Forum OpenACS Development: performance hint for busy sites with linux

Dear all,

maybe somebody finds this interesting and helpful:

In March we spent quite a long time to understand a set of strange performance problems under Linux, where e.g. password verification from an external server took up to 20 or more seconds (password server idle, no unusual network traffic), or where sometimes simple db operations in PostgreSQL took suddenly 10secs, or 1 minute, etc. We tried to address the PostgreSQL problem with various tune options for checkpoint writing with no apparent success.

The real cause is actually well known as the "ext3 latency problem" and become famous as the Firefox system-freeze problem under Linux, where the fix of the problem is outside of Firefox. In short, the problem is caused by the "ordered writes" in fsync operations (data=ordered) which means that the writing of meta-data is delayed until all writing of content-data has finished. During this time period, the file system might block every request. If there is a lot of data written, the blocking of the file system can take a long time (even minutes). During this period, the whole file-system can stall, the whole system freezes. The problem with authentication came actually from writing to the log-file, which is blocked as well.

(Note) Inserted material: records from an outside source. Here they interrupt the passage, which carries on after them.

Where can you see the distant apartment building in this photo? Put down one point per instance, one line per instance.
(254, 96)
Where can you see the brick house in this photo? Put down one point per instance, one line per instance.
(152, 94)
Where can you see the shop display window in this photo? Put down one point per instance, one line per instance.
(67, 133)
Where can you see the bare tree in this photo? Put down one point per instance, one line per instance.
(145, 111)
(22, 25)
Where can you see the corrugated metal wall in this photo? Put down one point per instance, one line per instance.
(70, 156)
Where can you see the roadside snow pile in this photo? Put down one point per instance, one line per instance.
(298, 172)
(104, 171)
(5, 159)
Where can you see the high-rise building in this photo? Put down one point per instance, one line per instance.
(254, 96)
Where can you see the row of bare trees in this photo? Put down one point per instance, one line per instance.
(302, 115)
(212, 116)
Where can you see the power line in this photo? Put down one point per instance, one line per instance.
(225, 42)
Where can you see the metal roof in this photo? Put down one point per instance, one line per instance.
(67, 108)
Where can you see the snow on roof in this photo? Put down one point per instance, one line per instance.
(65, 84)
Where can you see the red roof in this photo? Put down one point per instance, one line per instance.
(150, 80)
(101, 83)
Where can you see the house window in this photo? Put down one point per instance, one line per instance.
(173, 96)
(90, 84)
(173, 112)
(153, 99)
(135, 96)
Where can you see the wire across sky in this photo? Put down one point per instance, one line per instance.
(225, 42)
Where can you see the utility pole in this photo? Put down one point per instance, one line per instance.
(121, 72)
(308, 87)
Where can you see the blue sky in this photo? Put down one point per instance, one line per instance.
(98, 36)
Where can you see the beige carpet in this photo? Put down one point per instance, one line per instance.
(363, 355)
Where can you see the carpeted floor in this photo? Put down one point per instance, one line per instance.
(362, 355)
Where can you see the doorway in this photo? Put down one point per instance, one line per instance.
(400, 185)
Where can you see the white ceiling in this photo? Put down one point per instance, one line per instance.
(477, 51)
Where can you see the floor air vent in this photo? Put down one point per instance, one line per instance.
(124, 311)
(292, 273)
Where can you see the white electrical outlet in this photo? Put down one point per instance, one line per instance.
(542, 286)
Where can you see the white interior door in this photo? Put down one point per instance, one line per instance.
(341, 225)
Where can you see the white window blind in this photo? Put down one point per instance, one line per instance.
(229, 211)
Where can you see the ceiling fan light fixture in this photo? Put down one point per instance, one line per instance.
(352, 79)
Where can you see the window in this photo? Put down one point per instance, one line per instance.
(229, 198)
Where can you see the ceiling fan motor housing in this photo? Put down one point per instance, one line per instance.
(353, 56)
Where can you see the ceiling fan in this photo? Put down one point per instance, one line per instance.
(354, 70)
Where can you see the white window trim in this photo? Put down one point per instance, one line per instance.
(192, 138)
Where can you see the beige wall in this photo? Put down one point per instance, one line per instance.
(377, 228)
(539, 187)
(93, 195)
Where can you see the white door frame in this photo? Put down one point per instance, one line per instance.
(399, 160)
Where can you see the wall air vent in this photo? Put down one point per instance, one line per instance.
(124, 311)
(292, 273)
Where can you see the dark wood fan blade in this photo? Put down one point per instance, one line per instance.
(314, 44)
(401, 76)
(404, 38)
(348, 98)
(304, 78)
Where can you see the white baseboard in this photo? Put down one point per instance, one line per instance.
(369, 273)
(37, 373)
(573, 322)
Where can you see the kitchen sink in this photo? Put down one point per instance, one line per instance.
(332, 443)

There is a long discussion about the potential data loss implications of changing data=ordered into data=writeback (which makes ext3 more similar to ext2). Read the discussion below and build your own opinion. Linus decided to change the default mount option for ext3 to data=writeback in newer Linux versions (2.6.30+).

If you have a new kernel, and you use no special mount options on your site, you are using this already. If you have an older version of the linux kernel, you might consider to alter the journaling with e.g.

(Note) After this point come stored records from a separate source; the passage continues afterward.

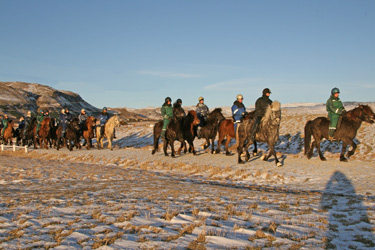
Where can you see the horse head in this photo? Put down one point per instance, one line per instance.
(273, 114)
(178, 113)
(216, 115)
(367, 114)
(196, 120)
(74, 124)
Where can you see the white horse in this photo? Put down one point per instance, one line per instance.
(108, 132)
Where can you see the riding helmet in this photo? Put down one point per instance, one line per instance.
(334, 91)
(266, 90)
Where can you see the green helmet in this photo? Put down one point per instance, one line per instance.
(334, 91)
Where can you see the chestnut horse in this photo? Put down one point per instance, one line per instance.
(44, 132)
(108, 132)
(8, 133)
(346, 131)
(88, 131)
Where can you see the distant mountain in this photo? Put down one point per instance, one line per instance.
(16, 98)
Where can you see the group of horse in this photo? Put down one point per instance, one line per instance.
(184, 129)
(50, 133)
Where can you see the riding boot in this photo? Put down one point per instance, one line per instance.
(199, 132)
(254, 129)
(162, 135)
(331, 134)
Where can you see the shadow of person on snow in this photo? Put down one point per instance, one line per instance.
(348, 224)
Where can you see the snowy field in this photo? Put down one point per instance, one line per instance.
(130, 199)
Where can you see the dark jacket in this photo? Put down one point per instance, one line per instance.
(202, 110)
(238, 110)
(261, 105)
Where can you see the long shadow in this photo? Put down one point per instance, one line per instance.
(348, 224)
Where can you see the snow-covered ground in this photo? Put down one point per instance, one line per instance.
(130, 199)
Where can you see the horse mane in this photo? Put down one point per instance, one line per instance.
(275, 106)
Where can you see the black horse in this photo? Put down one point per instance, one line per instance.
(268, 132)
(346, 131)
(178, 113)
(72, 135)
(210, 130)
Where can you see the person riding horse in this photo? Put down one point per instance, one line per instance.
(27, 124)
(335, 110)
(238, 111)
(5, 125)
(261, 106)
(82, 117)
(65, 118)
(167, 114)
(202, 112)
(178, 104)
(39, 119)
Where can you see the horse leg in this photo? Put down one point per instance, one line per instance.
(317, 145)
(240, 150)
(227, 153)
(343, 150)
(172, 147)
(165, 146)
(354, 147)
(255, 150)
(219, 141)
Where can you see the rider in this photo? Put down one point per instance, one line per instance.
(82, 117)
(27, 124)
(39, 119)
(335, 109)
(5, 125)
(238, 111)
(167, 114)
(103, 118)
(261, 106)
(65, 118)
(202, 112)
(178, 104)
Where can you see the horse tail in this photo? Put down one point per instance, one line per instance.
(308, 134)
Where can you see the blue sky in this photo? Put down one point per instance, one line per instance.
(135, 53)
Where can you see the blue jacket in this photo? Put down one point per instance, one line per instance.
(103, 118)
(238, 110)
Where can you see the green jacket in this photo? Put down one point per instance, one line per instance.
(167, 111)
(334, 106)
(39, 118)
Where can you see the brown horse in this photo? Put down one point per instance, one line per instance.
(8, 133)
(44, 132)
(346, 131)
(88, 131)
(226, 130)
(268, 132)
(210, 130)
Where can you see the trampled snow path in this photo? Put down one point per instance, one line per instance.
(130, 199)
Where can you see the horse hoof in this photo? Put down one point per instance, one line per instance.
(343, 159)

sudo tune2fs -o journal_data_writeback /dev/hda1

Consider this only if you have a busy site, were large amounts of data are written. For our production site this change made a big difference.

http://lwn.net/Articles/328363/
http://article.gmane.org/gmane.linux.kernel/818261

Best regards

-gustaf neumann

Collapse
Posted by Eduardo Santos on
Hi Gustaf,

Thank you very much for sharing this with us. I would never think off such a thing.

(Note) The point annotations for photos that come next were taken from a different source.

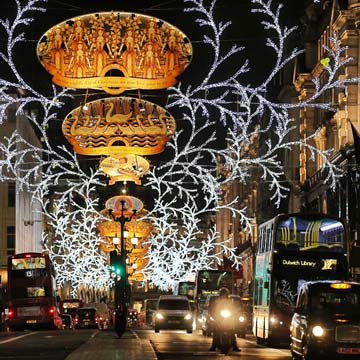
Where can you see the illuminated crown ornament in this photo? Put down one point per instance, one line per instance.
(119, 125)
(114, 51)
(135, 227)
(123, 204)
(127, 167)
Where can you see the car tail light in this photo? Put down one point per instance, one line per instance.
(51, 311)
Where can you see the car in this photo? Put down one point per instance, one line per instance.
(241, 318)
(67, 321)
(87, 317)
(326, 321)
(173, 312)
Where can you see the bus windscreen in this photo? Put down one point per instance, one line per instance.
(299, 233)
(28, 263)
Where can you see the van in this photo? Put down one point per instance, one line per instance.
(326, 321)
(173, 312)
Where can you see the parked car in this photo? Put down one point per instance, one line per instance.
(67, 321)
(326, 321)
(173, 312)
(87, 317)
(241, 319)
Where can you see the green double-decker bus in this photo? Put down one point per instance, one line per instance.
(292, 249)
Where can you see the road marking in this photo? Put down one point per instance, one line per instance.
(16, 338)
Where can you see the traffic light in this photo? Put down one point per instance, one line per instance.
(117, 266)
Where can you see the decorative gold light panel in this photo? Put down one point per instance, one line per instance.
(126, 167)
(114, 51)
(131, 203)
(119, 125)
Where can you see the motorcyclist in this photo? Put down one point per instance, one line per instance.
(222, 301)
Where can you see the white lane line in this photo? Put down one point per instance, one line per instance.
(16, 338)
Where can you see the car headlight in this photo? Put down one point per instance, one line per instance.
(159, 316)
(274, 321)
(187, 317)
(225, 313)
(318, 331)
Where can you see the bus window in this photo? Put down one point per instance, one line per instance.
(31, 292)
(293, 248)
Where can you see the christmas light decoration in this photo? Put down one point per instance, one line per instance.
(187, 186)
(87, 51)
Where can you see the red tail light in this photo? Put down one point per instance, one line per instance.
(51, 311)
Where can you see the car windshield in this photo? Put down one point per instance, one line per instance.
(336, 300)
(173, 305)
(86, 312)
(151, 304)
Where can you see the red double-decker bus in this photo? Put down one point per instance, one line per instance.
(31, 292)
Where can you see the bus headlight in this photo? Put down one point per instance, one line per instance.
(318, 331)
(187, 317)
(225, 313)
(159, 316)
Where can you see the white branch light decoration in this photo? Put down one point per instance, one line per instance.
(174, 251)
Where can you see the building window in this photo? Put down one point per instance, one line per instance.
(11, 194)
(10, 239)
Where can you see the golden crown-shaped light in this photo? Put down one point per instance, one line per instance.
(127, 167)
(114, 51)
(119, 125)
(123, 205)
(138, 228)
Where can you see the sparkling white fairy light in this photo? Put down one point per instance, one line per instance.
(184, 188)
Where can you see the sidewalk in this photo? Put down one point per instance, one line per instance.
(106, 345)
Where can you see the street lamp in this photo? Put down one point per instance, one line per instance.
(122, 288)
(122, 209)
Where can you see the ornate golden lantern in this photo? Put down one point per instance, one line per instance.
(127, 167)
(138, 228)
(119, 125)
(123, 205)
(114, 51)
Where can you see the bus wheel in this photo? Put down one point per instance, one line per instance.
(272, 343)
(307, 354)
(295, 356)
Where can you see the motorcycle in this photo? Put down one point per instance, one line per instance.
(224, 325)
(133, 318)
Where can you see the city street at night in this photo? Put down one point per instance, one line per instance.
(179, 179)
(94, 344)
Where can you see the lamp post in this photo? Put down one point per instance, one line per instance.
(122, 288)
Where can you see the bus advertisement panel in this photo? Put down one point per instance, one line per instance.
(69, 306)
(209, 282)
(31, 292)
(292, 249)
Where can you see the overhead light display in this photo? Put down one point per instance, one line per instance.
(127, 167)
(119, 125)
(123, 205)
(114, 51)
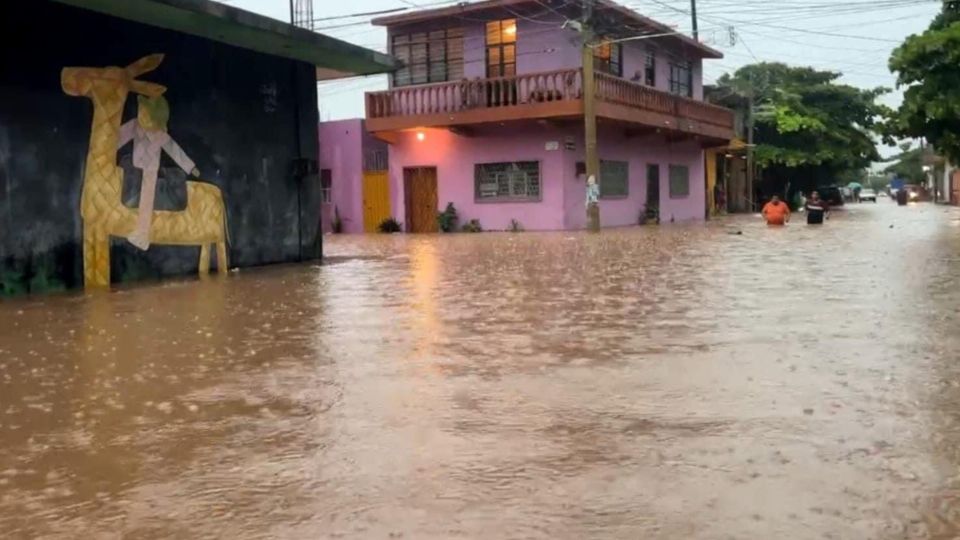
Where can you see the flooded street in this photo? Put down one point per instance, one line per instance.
(674, 382)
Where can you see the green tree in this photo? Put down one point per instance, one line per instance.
(907, 165)
(809, 128)
(928, 66)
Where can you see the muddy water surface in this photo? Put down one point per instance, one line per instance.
(680, 382)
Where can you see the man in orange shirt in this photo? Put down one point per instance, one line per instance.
(776, 212)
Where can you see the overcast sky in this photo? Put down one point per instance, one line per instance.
(851, 36)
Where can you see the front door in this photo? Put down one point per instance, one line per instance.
(376, 199)
(653, 191)
(420, 188)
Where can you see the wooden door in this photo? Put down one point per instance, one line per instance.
(420, 189)
(376, 199)
(653, 186)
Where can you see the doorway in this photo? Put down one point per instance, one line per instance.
(376, 199)
(653, 192)
(420, 190)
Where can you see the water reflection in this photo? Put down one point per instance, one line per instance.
(675, 382)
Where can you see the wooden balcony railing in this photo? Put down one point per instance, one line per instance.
(557, 87)
(465, 95)
(615, 90)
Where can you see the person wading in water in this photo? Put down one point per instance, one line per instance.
(817, 209)
(776, 212)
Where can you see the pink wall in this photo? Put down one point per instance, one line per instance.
(563, 193)
(547, 47)
(455, 157)
(634, 58)
(341, 151)
(639, 152)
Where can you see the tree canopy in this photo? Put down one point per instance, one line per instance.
(804, 117)
(928, 65)
(908, 164)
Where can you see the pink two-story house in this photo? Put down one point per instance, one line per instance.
(487, 113)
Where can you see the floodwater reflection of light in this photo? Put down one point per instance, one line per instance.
(423, 268)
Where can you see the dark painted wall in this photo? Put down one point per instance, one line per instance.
(242, 116)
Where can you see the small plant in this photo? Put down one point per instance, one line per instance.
(650, 214)
(389, 226)
(472, 226)
(337, 224)
(447, 220)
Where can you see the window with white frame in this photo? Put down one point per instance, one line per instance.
(608, 58)
(614, 179)
(679, 181)
(326, 186)
(507, 182)
(650, 68)
(681, 79)
(427, 57)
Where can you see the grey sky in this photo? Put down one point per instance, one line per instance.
(791, 31)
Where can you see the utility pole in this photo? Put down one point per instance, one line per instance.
(693, 14)
(590, 111)
(750, 166)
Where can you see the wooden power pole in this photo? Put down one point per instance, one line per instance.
(750, 166)
(589, 107)
(693, 15)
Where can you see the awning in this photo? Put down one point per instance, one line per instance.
(219, 22)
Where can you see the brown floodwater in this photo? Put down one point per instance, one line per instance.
(673, 382)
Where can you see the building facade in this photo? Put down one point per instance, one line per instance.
(213, 105)
(486, 113)
(355, 194)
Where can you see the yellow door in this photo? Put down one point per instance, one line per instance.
(711, 164)
(376, 199)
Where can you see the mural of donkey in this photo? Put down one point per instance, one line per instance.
(202, 223)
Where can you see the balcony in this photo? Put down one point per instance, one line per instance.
(554, 94)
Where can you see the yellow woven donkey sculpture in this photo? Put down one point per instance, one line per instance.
(203, 223)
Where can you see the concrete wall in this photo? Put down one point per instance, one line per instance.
(243, 117)
(341, 151)
(563, 193)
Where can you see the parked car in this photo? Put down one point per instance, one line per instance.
(832, 194)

I guess a good way to find out if this is hapenning to our system is to see if there are some queries taking longer than it should without any clear reason? Or maybe some other I/O operations being too slow?

Collapse
Posted by Gustaf Neumann on
A good start is to grep for "longdb" in your error log and check for queries that are fast under normal conditions.

Another option in general is to switch to other file systems, especially with newer kernels. Here are some options tested with PostgreSQL 9 with some recent Linux kernels, using already data=writeback per default
http://www.phoronix.com/scan.php?page=article&item=linux_2638_large&num=2

One can see, ext3 or ext4 are not among the fastests for TPC-B with PostgreSQL. I would not recommend everybody to switch blindly. Sites with low db activity and traffic won't see any difference.